Mulailah Kartini mempelajari Islam dalam arti yang sesungguhnya. Kartini amat menyukai hadiah itu dan mengatakan: “Selama ini al-Fatihah gelap bagi saya. Saya tak mengerti sedikitpun maknanya. Tetapi sejak hari ini ia menjadi terang-benderang sampai kepada makna tersiratnya, sebab Romo Kyai telah menerangkannya dalam bahasa Jawa yang saya pahami.” Melalui kitab itu pula Kartini menemukan ayat yang amat menyentuh nuraninya. Yaitu Surat Al-Baqarah ayat 257 yang mencantumkan, bahwa Allah-lah yang telah membimbing orang-orang beriman dari gelap kepada cahaya (Minadh-Dhulumaati ilan Nuur). Kartini terkesan dengan kalimat Minadh-Dhulumaati ilan Nuur yang berarti dari gelap kepada cahaya karena ia merasakan sendiri proses perubahan dirinya.

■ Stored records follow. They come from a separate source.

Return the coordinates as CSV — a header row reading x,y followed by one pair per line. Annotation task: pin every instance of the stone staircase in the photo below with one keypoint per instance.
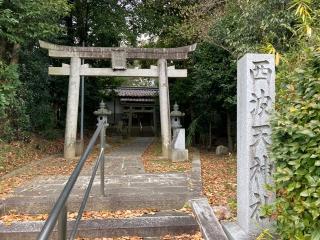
x,y
127,187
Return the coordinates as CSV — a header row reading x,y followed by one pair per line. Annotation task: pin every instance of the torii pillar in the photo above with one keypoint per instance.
x,y
164,107
72,109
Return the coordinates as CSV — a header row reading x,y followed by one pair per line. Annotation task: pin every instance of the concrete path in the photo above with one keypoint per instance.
x,y
127,159
127,186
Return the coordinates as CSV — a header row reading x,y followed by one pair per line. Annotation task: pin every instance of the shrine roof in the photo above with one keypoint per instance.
x,y
61,51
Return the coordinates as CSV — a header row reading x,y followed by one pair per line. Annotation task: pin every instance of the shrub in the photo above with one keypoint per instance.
x,y
296,151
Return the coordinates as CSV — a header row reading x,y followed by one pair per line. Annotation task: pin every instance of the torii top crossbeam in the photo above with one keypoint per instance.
x,y
61,51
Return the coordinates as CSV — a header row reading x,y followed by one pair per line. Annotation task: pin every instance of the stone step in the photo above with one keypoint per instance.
x,y
145,226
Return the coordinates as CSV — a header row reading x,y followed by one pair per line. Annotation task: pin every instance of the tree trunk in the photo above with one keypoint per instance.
x,y
230,142
3,44
15,54
210,136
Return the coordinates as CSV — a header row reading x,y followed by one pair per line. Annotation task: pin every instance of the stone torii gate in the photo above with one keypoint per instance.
x,y
119,58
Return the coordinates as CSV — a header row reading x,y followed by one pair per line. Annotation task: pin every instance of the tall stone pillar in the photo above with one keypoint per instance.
x,y
255,99
164,107
72,108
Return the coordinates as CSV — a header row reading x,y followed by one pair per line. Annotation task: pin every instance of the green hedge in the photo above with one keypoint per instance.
x,y
296,148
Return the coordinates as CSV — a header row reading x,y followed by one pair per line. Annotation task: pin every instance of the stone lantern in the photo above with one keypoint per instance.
x,y
102,114
176,118
178,146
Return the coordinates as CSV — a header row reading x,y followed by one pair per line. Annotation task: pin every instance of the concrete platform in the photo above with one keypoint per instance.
x,y
145,226
159,191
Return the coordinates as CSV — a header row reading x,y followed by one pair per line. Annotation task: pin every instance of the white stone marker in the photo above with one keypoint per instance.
x,y
72,109
255,99
164,107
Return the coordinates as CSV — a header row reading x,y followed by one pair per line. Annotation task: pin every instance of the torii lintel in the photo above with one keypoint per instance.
x,y
61,51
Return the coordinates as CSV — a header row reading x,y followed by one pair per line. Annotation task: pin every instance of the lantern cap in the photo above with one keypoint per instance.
x,y
176,112
103,110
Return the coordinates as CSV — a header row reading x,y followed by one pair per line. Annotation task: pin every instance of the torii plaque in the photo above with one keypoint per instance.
x,y
119,68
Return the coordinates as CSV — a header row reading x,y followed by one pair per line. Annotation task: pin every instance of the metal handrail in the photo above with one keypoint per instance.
x,y
60,205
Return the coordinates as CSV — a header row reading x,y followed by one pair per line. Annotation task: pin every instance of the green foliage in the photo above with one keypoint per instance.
x,y
9,82
295,148
249,25
22,20
209,91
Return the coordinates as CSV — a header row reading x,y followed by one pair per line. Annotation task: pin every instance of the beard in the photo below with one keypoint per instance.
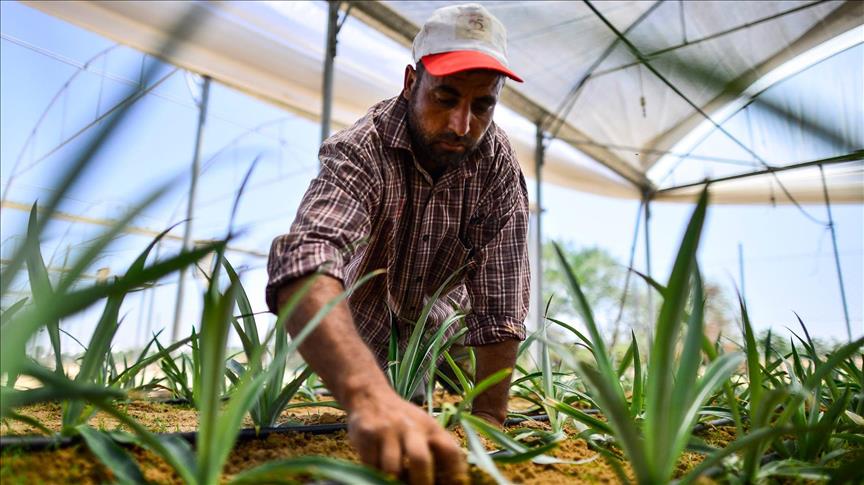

Kisah ini sahih, dinukil dari Prof KH Musa al-Mahfudz Yogyakarta, dari Kiai Muhammad Demak, menantu sekaligus staf ahli Kiai Soleh Darat.
Dalam surat-suratnya kepada sahabat Belanda-nya, JH Abendanon, Kartini banyak sekali mengulang-ulang kalimat “Dari Gelap Kepada Cahaya” ini. Istilah “Dari Gelap Kepada Cahaya” yang dalam Bahasa Belanda “Door Duisternis Tot Licht” diterjemahkan Armijn Pane dengan kalimat “Habis Gelap Terbitlah Terang”. Mr. Abendanon yang mengumpulkan surat-surat Kartini menjadikan kata-kata tersebut sebagai judul dari kumpulan surat Kartini. Tentu saja ia tidak menyadari bahwa kata-kata tersebut sebenarnya dipetik dari Al-Qur’an. Kata “Minazh-Zhulumaati ilan-Nuur“ dalam bahasa Arab tersebut, tidak lain, merupakan inti dari dakwah Islam yang artinya: membawa manusia dari kegelapan (jahiliyyah atau kebodohan) ke tempat yang terang benderang (petunjuk, hidayah atau kebenaran).